Apple's moonshot project to use the Apple Watch as a noninvasive glucose meter has reportedly reached a "proof of concept" stage, but will still take years to come to market.
According to Bloomberg's Mark Gurman, it will still take time to become part of the Apple Watch, but the research has passed a significant milestone. Unspecified sources, seemingly within Apple, say that after 12 years they have reached what they call a proof of concept stage.
This means that Apple now believes it has the technology working, but it needs to be shrunk down to Apple Watch size. Reportedly, the company's engineers are currently working to create an iPhone-sized prototype that would then be strapped to person's leg.
The system, which used to occupy a table top, has been tested by Apple on hundreds of people over the last 10 years. Each result was then compared to traditional tests that involve taking blood samples.
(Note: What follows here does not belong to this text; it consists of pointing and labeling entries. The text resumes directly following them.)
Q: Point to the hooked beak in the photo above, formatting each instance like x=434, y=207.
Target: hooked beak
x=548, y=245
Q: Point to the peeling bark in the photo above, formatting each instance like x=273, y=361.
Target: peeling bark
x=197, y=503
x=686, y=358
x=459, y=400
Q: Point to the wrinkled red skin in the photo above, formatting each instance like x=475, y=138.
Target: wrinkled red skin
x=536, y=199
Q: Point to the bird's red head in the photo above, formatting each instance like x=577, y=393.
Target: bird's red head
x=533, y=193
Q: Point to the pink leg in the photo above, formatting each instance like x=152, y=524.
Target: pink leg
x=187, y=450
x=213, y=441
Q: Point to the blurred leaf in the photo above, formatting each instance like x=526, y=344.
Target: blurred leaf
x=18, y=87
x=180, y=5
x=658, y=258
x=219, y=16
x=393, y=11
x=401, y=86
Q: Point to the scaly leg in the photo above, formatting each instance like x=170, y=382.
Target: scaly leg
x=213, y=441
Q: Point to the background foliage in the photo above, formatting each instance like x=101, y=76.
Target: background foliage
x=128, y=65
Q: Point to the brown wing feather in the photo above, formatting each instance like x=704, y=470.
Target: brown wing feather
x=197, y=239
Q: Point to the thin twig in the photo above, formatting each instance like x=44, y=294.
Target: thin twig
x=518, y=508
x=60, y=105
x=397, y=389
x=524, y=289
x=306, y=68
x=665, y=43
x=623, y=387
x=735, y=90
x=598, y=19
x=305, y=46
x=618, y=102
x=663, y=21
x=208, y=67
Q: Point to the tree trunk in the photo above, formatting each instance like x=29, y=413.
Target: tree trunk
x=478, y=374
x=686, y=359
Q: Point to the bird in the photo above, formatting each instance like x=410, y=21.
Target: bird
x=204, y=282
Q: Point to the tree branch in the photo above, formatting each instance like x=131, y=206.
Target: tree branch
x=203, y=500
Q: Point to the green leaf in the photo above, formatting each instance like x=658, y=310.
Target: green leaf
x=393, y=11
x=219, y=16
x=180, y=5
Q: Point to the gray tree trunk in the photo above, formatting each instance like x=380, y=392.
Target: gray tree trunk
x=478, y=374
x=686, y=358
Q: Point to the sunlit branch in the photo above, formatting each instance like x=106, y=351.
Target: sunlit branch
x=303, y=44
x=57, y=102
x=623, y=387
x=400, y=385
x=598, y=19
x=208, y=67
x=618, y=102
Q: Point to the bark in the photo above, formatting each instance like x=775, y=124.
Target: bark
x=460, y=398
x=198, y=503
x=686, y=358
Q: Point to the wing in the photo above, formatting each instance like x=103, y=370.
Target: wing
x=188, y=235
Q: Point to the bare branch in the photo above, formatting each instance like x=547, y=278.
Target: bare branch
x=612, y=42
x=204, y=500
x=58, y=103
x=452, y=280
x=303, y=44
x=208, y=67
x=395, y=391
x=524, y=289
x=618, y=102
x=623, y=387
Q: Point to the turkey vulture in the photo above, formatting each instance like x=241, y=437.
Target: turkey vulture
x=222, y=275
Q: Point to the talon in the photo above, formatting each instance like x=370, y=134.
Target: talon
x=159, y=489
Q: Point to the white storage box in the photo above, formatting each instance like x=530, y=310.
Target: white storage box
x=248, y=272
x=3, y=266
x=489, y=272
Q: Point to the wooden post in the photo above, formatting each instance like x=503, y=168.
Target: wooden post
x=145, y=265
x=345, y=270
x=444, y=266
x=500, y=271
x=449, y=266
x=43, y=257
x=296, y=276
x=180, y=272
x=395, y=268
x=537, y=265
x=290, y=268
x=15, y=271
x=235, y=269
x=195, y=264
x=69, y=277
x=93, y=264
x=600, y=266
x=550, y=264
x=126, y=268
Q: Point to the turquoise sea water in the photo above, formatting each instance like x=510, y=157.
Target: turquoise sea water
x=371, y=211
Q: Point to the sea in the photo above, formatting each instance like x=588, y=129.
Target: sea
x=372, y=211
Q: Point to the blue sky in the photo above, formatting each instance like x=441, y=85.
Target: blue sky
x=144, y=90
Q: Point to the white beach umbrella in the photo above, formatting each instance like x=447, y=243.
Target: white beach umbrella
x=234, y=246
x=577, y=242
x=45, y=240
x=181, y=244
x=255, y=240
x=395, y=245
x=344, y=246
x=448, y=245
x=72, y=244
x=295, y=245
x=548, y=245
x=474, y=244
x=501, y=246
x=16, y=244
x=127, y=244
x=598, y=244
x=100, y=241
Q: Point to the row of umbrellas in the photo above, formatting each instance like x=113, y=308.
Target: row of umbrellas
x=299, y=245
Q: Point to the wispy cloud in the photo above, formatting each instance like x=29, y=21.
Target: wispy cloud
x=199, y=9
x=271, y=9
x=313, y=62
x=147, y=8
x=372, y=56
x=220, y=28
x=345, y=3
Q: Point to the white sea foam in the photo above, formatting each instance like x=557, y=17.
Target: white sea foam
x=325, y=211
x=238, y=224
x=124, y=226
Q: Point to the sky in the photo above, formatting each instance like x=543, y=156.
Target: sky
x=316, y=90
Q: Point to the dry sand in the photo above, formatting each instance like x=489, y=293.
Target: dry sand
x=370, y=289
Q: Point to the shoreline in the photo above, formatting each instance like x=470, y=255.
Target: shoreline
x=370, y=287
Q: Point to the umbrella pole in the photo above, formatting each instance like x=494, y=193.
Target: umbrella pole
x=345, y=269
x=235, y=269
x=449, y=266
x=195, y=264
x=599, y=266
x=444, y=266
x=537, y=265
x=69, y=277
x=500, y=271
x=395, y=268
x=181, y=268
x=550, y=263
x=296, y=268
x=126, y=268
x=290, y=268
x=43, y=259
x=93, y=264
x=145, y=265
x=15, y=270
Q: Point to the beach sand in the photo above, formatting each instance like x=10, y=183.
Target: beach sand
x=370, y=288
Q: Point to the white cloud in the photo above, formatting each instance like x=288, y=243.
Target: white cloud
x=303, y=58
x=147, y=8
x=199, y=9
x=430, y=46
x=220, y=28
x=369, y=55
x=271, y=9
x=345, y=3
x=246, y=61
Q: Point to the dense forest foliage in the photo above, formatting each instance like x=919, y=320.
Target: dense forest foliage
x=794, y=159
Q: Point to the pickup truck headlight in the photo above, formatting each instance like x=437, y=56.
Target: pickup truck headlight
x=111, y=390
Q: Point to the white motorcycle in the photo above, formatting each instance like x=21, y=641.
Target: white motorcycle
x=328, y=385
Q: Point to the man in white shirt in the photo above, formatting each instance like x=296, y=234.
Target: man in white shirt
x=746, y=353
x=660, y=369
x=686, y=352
Bloomberg says that as well as reaching a milestone, however, the small research team on the project recently had a major setback. Its leader, Bill Athas, died suddenly in late 2022.
Reportedly, the work has been taken over by some of Athas's deputies. That includes Apple managers Dave Simon and Jeff Koller, who report to Johny Srouji, Apple's senior vice president of Hardware Technologies.
It's also now claimed that Apple's research began as an entirely separate startup company called Avolonte Health LLC which had no apparent connection with Apple. However, the firm was created in 2010 when Steve Jobs got Apple to quietly buy another health firm, RareLight.
In 2021, it was reported that an Apple supplier, Rockley Photonics, had managed to get the technology down to Apple Watch size, but there has been no release as yet
That company produced what it described as a reference design, which meant it was a working device that was only intended for other manufacturers to base shipping watches on. Even so, the Rockley Photonics reference design was clearly build atop an Apple Watch.
The long history of Apple's blood glucose aim
While there have been strong rumors of a release since at least 2017, it was Apple's significant relationship with that firm that at one point led to the expectation the glucose feature would be in the 2022 Apple Watch Series 7.
In the meantime, there was a 2022 Homebrew project that saw one Apple Watch owner create a complication and watchOS app that worked in conjunction with a third-party glucose monitor.